My point of contact at the network asked for a bullet pointed list, like last time, of the various things that I think might be important for the next few days or so.
- Terrorism is back on the table. Capital markets have shown they now understand single strike, non nuclear attacks. Markets don't fear the known they fear the unknown. While it is sad that these attacks occur and it is sad that we are getting used to them it is clear that the types of attacks we have had do not threaten capital markets. I wrote many months ago that markets would bounce back faster to the trend that existed with each subsequent attack and so I did a little buying the morning of the attacks.
- The way to have a little protection against escalated terror for a diversified portfolio is by owning a defense stock or two, have exposure to gold and investing in foreign countries.
- Oil had a confusing close to the week but still remains quite high and poses threats to the consumer and to corporations. No one should be surprised if companies blame energy costs for missing earnings.

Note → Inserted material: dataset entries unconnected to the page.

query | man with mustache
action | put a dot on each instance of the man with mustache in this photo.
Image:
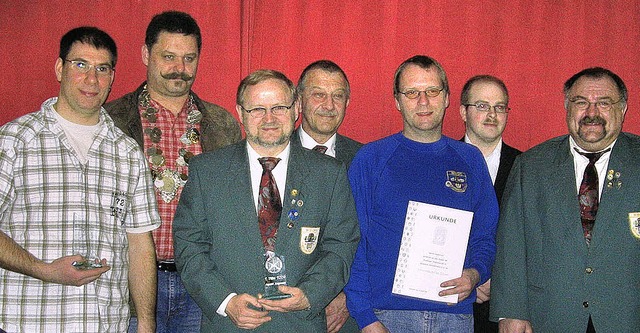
(484, 107)
(568, 241)
(172, 124)
(421, 166)
(262, 204)
(324, 93)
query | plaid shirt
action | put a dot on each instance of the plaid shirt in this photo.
(44, 191)
(172, 127)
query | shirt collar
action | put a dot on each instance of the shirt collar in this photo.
(308, 142)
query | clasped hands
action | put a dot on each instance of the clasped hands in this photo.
(248, 312)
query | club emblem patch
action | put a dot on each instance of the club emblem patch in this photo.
(456, 181)
(309, 239)
(634, 224)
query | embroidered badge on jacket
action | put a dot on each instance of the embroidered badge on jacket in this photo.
(309, 239)
(457, 181)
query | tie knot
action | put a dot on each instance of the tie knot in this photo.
(320, 148)
(268, 163)
(593, 157)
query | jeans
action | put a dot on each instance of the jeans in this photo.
(401, 321)
(175, 309)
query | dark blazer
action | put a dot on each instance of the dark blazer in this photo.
(544, 271)
(218, 245)
(346, 148)
(218, 128)
(481, 322)
(508, 155)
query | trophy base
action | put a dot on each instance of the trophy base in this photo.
(276, 296)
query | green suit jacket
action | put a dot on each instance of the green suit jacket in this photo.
(219, 248)
(544, 271)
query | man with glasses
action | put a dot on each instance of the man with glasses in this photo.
(172, 124)
(262, 212)
(484, 107)
(76, 206)
(568, 239)
(418, 166)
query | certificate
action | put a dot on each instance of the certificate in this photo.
(432, 250)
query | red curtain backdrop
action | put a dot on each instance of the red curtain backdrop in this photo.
(534, 46)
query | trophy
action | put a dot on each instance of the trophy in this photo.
(275, 275)
(83, 246)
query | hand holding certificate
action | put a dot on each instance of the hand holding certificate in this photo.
(432, 250)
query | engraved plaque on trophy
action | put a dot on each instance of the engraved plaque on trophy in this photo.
(275, 275)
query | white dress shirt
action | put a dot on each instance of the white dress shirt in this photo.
(280, 175)
(308, 142)
(493, 160)
(580, 163)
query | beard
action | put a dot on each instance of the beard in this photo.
(177, 75)
(268, 144)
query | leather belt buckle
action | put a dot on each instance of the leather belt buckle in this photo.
(166, 266)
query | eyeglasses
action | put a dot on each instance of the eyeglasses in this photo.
(602, 105)
(486, 107)
(83, 67)
(338, 97)
(260, 112)
(414, 93)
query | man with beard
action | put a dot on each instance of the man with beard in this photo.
(263, 212)
(324, 92)
(560, 267)
(484, 107)
(172, 124)
(418, 166)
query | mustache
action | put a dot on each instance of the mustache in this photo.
(327, 113)
(597, 120)
(177, 75)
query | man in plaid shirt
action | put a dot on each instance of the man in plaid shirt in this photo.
(172, 124)
(76, 206)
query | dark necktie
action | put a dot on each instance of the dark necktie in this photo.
(269, 205)
(320, 148)
(588, 194)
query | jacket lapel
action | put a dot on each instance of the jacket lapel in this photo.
(297, 171)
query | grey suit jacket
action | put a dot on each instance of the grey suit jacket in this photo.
(218, 245)
(544, 271)
(346, 148)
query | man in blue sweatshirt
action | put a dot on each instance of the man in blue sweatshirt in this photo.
(417, 165)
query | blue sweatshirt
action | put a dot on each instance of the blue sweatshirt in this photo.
(385, 175)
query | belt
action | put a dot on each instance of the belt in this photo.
(166, 266)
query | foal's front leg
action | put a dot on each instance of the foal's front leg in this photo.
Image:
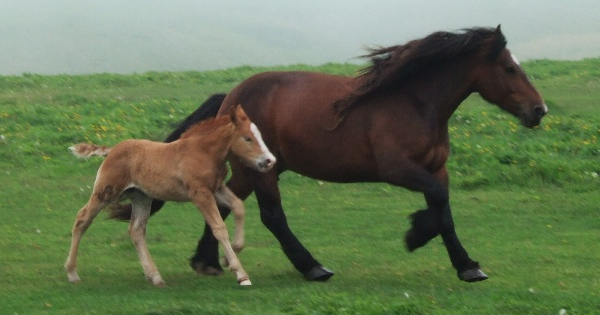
(137, 230)
(226, 198)
(206, 203)
(84, 219)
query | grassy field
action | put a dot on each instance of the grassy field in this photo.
(525, 204)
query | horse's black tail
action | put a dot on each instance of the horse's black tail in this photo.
(208, 109)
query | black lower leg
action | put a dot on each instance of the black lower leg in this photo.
(300, 257)
(206, 258)
(423, 229)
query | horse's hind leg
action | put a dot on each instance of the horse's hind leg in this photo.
(206, 202)
(84, 219)
(137, 230)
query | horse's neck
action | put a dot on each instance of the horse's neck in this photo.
(442, 91)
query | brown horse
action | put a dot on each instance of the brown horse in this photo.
(190, 169)
(389, 124)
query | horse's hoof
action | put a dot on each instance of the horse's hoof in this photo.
(318, 273)
(472, 275)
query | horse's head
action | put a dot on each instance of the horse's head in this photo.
(502, 81)
(248, 144)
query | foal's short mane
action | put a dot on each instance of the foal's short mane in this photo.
(207, 126)
(392, 66)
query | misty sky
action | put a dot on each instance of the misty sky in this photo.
(126, 36)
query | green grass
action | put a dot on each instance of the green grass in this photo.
(525, 204)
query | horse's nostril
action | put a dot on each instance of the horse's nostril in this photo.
(539, 111)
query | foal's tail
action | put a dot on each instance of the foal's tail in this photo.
(208, 109)
(85, 150)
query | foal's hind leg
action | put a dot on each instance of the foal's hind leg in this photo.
(226, 198)
(137, 230)
(206, 202)
(84, 219)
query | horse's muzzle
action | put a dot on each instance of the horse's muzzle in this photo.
(534, 118)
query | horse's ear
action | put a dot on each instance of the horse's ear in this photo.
(240, 113)
(232, 114)
(237, 114)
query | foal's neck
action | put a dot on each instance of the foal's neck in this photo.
(216, 141)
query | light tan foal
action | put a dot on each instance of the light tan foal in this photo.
(115, 179)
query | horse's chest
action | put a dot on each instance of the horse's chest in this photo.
(435, 158)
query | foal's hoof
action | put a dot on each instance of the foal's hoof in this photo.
(472, 275)
(203, 269)
(318, 273)
(244, 281)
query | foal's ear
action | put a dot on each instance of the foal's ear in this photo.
(237, 114)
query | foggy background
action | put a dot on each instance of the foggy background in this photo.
(127, 36)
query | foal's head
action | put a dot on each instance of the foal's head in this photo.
(248, 144)
(502, 81)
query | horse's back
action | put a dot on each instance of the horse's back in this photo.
(295, 114)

- US stock markets have been less volatile than historical norms but currencies, commodities and bonds have been far more interesting and volatile in the last few months or so. This might become more relevant in the coming months. Trying to look ahead, I would start to think about a commodity bull market having more legs to it and I would also start to think about the US market evolving into a slower growth market which will make certain foreign markets the place to increase exposure.
- Alcoa had a great earnings report for the first time in many quarters. Estimates call for the S+P 500 to grow earnings by 7%-8% this quarter, this is down significantly from the past few quarters. This still looms out there as a headwind for the market. I have said I don't think earnings will be a first priority for the market but great reports from General Electric or Intel or other big leaders could prove me wrong and lift the market nicely.
- I still think the Fed is the most important thing right now in terms of where they decide to stop raising rates. My last time on the show I said I thought they would figure out how to transition in such a way as to minimize shocks to the market. While there was not much disruption from the June meeting I was disappointed that we didn't learn anymore about the Fed than we knew before the June meeting.
- The jobs report took a back seat last week because of the UK bombings. The headline number was bad and the revisions were good. More importantly, I think next month's jobs report will be distorted by the hurricanes, hopefully the market digests this possibility before the report comes out.





2 comments:
you mention increasing exposure to "certain foreign markets". I assume that you mean Places like New Zealand, Australia, Norway, etc---continuing a theme that you have been advocating for a while. If that assumption is correct, are there any ETF's that you recommend we consider. I can't find a single EFT that covers those markets. Thanks.
Yes I am referring the markets you cite along with Ireland and emerging markets.
There is an ETF for Australia(EWA) which I own personally. There are no ETFs for NZ, Norway, Ireland and so on the trade in the US.
All the countries have ETFs that trade locally in those countries. I have not explored if it is possbile for a US citizen to buy these ETFs or not. I tend to prefer ADRs where available, due to better yields.
I do use emerging market ETFs for clients depending on tolerance for volatility. Hope that helps.